From the inimitable Anne Tyler, a rich and compelling novel about a mismatched marriage—and its consequences, spanning three generations.
They seemed like the perfect couple—young, good-looking, made for each other. The moment Pauline, a stranger to the Polish Eastern Avenue neighborhood of Baltimore (though she lived only twenty minutes away), walked into his mother’s grocery store, Michael was smitten. And in the heat of World War II fervor, they are propelled into a hasty wedding. But they never should have married.
Pauline, impulsive, impractical, tumbles hit-or-miss through life; Michael, plodding, cautious, judgmental, proceeds deliberately. While other young marrieds, equally ignorant at the start, seemed to grow more seasoned, Pauline and Michael remain amateurs. In time their foolish quarrels take their toll. Even when they find themselves, almost thirty years later, loving, instant parents to a little grandson named Pagan, whom they rescue from Haight-Ashbury, they still cannot bridge their deep-rooted differences. Flighty Pauline clings to the notion that the rifts can always be patched. To the unyielding Michael, they become unbearable.
From the sound of the cash register in the old grocery to the counterculture jargon of the sixties, from the miniskirts to the multilayered apparel of later years, Anne Tyler captures the evocative nuances of everyday life during these decades with such telling precision that every page brings smiles of recognition. Throughout, as each of the competing voices bears witness, we are drawn ever more fully into the complex entanglements of family life in this wise, embracing, and deeply perceptive novel.
Anne Tyler was born in Minneapolis in 1941 but grew up in Raleigh, North Carolina. She graduated at nineteen from Duke University and went on to do graduate work in Russian studies at Columbia University. This is Anne Tyler’s sixteenth novel; her eleventh, Breathing Lessons, was awarded the Pulitzer Prize in 1988. She is a member of the American Academy and Institute of Arts and Letters. She lives in Baltimore.
“An ode to the complexities of familial love, the centripetal and centrifugal forces that keep families together and send their members flying apart, the supremely ordinary pleasures and frustrations of middle-class American life.”
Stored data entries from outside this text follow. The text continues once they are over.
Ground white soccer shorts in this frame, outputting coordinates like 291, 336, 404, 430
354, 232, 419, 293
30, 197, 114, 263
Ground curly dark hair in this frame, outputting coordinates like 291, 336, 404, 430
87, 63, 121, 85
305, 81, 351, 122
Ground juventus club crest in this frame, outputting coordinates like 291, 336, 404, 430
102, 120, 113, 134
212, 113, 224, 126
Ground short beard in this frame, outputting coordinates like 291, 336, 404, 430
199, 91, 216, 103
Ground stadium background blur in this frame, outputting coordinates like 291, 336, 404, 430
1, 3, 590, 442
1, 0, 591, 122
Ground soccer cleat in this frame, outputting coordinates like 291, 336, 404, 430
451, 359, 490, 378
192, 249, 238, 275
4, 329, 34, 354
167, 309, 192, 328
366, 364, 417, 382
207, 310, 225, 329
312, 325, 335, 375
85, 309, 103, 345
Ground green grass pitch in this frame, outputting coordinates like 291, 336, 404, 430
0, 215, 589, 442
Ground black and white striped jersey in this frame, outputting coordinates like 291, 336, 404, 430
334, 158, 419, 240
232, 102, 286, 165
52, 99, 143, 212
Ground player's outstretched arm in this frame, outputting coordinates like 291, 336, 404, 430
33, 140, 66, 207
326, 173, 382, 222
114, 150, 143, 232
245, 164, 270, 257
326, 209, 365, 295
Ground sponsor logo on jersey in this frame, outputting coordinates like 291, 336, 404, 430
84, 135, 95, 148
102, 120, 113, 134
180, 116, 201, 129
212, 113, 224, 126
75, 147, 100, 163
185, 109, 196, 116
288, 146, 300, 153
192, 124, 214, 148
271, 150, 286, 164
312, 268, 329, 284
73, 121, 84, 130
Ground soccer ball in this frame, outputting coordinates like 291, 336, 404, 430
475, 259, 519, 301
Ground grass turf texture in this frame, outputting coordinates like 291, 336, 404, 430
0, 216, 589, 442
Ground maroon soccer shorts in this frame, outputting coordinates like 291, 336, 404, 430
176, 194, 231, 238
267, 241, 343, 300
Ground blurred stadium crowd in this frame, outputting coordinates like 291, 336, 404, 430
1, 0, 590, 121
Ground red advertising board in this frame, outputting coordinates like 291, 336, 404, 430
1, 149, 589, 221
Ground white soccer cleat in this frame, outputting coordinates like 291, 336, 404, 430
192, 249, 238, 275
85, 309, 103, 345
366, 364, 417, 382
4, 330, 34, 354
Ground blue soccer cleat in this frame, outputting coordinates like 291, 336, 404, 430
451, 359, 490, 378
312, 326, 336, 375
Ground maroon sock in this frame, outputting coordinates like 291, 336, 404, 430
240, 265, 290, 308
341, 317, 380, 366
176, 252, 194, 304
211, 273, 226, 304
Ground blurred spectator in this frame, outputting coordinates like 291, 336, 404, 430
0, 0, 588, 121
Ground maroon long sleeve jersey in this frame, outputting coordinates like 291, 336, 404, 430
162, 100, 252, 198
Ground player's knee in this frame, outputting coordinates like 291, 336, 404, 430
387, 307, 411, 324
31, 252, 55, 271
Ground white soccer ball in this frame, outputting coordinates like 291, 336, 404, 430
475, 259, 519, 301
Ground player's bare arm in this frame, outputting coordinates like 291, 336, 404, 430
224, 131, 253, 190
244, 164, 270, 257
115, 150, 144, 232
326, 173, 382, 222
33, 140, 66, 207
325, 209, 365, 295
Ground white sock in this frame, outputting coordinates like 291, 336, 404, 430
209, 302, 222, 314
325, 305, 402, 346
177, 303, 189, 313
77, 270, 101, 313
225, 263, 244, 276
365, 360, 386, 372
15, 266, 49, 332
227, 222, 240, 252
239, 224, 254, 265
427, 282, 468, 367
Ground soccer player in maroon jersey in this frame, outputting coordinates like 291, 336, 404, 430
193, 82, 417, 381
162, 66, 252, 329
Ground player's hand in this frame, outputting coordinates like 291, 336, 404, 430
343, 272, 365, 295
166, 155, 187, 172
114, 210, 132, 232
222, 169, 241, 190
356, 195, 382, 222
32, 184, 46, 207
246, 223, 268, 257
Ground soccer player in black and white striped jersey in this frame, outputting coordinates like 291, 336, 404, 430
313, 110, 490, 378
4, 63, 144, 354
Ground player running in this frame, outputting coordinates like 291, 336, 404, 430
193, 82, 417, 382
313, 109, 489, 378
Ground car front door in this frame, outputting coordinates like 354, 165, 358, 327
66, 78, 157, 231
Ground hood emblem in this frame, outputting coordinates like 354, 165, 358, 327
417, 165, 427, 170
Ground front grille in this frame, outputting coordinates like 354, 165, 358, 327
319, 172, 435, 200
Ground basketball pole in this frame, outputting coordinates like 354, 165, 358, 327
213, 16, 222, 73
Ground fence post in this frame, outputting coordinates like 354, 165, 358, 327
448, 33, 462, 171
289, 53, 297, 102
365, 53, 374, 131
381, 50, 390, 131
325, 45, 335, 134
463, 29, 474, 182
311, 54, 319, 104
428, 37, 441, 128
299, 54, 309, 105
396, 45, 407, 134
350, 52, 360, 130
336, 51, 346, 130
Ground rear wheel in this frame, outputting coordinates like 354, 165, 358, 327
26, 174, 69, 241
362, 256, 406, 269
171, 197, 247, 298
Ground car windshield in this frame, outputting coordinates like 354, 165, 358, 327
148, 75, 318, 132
--Michiko Kakutani, New York Times
"Tyler ranges over 60 years of American experience… from the attack on Pearl Harbor to the anniversary of that day in 2001…as she tracks one couple’s domestic disturbances…[Her] writing is beautifully accurate, more often than not with a glinting vein of humor.”
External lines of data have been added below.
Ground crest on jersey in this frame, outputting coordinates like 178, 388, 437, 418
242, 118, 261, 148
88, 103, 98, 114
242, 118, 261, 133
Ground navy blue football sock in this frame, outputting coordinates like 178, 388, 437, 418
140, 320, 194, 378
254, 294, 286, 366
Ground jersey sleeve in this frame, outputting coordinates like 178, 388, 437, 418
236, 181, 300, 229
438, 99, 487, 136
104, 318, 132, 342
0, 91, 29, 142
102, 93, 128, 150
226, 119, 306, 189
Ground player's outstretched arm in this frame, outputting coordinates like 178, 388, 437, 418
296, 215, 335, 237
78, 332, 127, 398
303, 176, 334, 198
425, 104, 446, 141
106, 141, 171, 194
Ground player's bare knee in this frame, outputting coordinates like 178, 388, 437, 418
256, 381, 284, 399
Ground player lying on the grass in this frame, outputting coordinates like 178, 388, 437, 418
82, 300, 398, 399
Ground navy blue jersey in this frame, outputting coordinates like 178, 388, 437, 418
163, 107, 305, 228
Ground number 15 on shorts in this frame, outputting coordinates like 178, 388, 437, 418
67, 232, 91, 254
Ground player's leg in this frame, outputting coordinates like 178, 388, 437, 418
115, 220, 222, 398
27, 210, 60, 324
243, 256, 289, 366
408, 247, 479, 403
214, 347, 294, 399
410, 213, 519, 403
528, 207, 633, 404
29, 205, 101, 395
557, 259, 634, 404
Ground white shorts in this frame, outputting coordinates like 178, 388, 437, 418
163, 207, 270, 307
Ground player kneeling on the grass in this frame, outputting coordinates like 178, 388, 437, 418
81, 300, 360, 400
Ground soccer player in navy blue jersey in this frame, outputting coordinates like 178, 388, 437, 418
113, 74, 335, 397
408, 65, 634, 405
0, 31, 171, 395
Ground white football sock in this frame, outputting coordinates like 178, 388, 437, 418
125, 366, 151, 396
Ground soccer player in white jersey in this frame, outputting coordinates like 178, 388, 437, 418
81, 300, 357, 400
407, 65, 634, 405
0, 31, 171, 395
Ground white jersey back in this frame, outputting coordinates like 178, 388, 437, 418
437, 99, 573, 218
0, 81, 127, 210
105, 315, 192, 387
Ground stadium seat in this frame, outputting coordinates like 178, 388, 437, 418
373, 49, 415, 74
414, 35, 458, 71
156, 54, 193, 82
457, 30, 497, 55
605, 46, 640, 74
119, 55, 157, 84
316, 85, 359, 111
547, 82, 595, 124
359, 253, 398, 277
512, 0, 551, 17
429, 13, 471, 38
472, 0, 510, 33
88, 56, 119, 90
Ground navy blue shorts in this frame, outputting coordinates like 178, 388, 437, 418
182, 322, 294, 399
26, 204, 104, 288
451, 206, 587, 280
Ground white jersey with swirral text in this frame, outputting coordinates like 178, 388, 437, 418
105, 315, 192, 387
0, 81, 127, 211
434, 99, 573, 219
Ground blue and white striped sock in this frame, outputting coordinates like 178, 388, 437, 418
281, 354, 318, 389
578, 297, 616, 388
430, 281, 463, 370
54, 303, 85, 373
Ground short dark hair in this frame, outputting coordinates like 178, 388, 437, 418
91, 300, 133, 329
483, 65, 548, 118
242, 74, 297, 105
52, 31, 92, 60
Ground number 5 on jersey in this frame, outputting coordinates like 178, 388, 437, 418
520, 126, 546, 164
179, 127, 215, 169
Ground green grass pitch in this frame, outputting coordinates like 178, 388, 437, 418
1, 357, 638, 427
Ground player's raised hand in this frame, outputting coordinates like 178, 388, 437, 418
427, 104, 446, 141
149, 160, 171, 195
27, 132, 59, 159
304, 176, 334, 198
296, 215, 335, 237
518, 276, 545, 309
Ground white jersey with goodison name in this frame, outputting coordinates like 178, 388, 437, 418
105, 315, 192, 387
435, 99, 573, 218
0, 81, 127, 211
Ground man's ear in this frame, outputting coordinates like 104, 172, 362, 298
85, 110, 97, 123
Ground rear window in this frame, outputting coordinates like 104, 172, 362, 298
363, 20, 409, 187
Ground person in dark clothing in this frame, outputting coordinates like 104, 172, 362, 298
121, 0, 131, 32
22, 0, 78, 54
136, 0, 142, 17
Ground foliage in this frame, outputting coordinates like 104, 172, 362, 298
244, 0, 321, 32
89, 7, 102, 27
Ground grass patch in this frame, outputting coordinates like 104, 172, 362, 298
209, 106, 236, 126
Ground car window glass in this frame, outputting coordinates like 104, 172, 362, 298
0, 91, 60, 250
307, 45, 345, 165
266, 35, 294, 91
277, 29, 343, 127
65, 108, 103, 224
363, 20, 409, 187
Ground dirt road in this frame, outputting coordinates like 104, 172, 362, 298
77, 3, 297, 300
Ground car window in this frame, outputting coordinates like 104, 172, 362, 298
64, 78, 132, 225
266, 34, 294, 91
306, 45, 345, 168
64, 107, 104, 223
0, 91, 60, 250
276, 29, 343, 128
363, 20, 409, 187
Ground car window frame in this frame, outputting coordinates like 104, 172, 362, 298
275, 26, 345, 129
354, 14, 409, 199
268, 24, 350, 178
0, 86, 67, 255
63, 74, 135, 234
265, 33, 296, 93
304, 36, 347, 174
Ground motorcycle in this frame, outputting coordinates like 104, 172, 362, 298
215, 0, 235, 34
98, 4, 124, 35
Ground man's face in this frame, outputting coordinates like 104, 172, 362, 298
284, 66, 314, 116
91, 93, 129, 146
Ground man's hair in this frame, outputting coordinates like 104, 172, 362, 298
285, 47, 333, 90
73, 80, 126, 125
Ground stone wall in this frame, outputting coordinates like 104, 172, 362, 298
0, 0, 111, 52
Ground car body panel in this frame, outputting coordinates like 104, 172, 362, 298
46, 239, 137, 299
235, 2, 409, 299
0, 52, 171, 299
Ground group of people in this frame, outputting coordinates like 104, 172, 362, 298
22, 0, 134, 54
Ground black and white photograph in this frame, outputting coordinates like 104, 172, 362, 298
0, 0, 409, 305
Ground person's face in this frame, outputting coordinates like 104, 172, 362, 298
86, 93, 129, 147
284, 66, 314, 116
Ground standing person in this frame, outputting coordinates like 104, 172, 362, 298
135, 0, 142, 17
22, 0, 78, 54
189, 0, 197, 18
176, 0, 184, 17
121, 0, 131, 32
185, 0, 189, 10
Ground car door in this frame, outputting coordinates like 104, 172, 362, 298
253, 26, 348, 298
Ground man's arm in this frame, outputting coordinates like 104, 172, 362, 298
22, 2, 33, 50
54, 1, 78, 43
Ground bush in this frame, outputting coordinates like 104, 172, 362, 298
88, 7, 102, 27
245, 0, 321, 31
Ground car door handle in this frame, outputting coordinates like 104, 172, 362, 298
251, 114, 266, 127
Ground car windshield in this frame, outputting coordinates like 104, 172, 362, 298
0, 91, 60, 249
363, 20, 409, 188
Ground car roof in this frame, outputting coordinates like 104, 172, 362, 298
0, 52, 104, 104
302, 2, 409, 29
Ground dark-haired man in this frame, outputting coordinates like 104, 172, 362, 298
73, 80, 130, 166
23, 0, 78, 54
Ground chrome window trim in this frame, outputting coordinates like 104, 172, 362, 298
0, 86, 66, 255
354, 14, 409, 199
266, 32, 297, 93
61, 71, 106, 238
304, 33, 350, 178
–William H. Pritchard, New York Times Book Review, front cover
“She evokes the entire sweep of [a marriage] with uncommon delicacy & dignity… gives us the feeling of being inside Michael and Pauline Anton’s marriage.”
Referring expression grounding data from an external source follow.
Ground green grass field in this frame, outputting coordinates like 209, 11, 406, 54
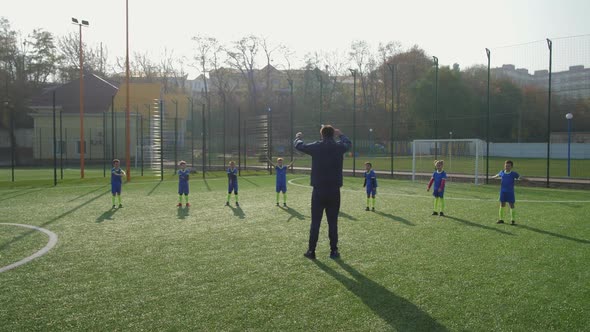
1, 174, 589, 331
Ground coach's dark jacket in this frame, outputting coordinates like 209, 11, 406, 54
294, 135, 352, 188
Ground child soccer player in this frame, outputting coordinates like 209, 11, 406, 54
111, 159, 126, 208
226, 161, 239, 207
426, 160, 447, 217
363, 162, 377, 211
177, 160, 190, 207
268, 157, 295, 207
492, 160, 522, 225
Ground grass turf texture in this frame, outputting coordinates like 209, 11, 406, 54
1, 175, 589, 331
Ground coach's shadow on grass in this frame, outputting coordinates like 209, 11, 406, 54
313, 259, 448, 331
147, 181, 163, 196
374, 211, 414, 226
96, 208, 119, 223
446, 216, 514, 236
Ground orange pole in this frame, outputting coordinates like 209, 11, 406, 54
79, 24, 85, 179
125, 0, 131, 181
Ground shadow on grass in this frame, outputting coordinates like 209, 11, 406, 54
96, 207, 119, 223
73, 185, 108, 201
202, 179, 211, 191
0, 189, 111, 251
147, 181, 162, 196
239, 176, 259, 187
313, 259, 448, 331
0, 188, 44, 202
339, 211, 358, 221
517, 224, 590, 245
374, 211, 415, 226
228, 204, 245, 219
177, 206, 190, 220
279, 206, 306, 222
446, 216, 514, 236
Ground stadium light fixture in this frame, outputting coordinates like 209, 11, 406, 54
71, 17, 89, 179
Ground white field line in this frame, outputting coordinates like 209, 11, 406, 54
0, 223, 58, 273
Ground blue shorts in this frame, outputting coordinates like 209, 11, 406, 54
432, 190, 444, 198
228, 183, 238, 194
276, 183, 287, 193
178, 183, 189, 195
366, 188, 376, 197
499, 191, 515, 203
111, 184, 121, 194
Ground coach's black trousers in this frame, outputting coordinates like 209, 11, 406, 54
308, 186, 341, 252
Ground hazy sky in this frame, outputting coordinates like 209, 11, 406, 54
3, 0, 590, 77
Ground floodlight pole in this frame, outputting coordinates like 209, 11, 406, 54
433, 56, 439, 160
72, 17, 89, 178
349, 69, 357, 177
172, 99, 178, 173
188, 97, 194, 168
387, 63, 396, 178
288, 78, 294, 173
315, 68, 323, 126
486, 48, 491, 184
53, 91, 57, 186
546, 39, 553, 188
125, 0, 131, 181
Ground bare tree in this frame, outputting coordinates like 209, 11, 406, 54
225, 35, 260, 113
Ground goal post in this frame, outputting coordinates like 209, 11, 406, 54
412, 139, 485, 184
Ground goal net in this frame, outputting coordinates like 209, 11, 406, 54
412, 139, 485, 184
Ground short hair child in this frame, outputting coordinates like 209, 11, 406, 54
363, 162, 377, 211
226, 161, 239, 206
426, 160, 447, 216
491, 160, 522, 225
111, 159, 126, 208
177, 160, 190, 207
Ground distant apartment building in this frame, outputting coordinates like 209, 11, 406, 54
492, 64, 590, 99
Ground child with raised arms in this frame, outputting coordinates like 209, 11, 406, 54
268, 157, 295, 207
111, 159, 126, 208
226, 161, 239, 207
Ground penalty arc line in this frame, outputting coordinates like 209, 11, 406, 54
287, 177, 590, 204
0, 223, 58, 273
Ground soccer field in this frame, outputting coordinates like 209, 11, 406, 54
1, 175, 589, 331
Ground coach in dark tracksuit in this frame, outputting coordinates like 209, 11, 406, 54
294, 125, 352, 259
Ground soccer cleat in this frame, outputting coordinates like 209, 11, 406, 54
439, 212, 445, 217
276, 202, 280, 206
283, 203, 287, 207
225, 202, 230, 206
235, 202, 239, 207
329, 250, 341, 259
185, 203, 190, 207
177, 203, 182, 207
511, 220, 516, 225
118, 204, 123, 208
497, 220, 505, 224
112, 205, 116, 209
371, 207, 375, 212
365, 207, 370, 211
304, 251, 316, 260
432, 211, 438, 216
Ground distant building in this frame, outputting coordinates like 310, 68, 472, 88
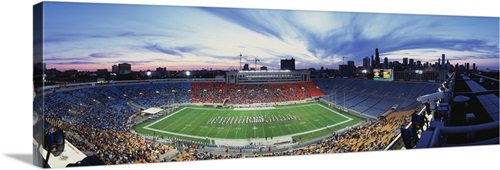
65, 69, 78, 74
363, 57, 371, 70
243, 64, 250, 71
403, 58, 408, 66
339, 60, 356, 77
347, 60, 354, 66
280, 58, 295, 70
441, 54, 446, 66
156, 67, 167, 78
371, 55, 374, 69
118, 63, 131, 74
260, 66, 268, 70
112, 65, 118, 73
96, 69, 108, 77
409, 58, 414, 68
374, 48, 380, 68
383, 57, 388, 69
156, 67, 166, 72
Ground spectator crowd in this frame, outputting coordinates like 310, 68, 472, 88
35, 81, 412, 165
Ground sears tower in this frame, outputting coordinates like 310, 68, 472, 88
375, 48, 380, 68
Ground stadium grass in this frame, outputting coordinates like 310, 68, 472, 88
133, 102, 364, 144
–John Freeman, St. Louis Post-Dispatch
“She traces the stormy union of two people who love but can’t stand each other.”
“This ‘wickedly good’ author has come to represent the best of today’s American literature… She is an exquisite chronicler of the everyday
…Her characters are at once infuriating and endearing, conservative yet quietly eccentric.”
–Lisa Allardice, The Observer, London
“Her command of what will move a story forward & engross a reader is faultless.”
–Martha Southgate, Baltimore Sun
“She expertly explores the perils of marriage… Wise & observant…She has the uncanny ability to expose the most confusing contradictions of love.” –Connie Ogle, Miami Herald
“In the fervor of WWII, Michael and Pauline rush head-long into marriage, then live in a constant state of turmoil …We watch safely from a distance like a busybody neighbor hiding behind the curtains, judgmental yet fascinated.”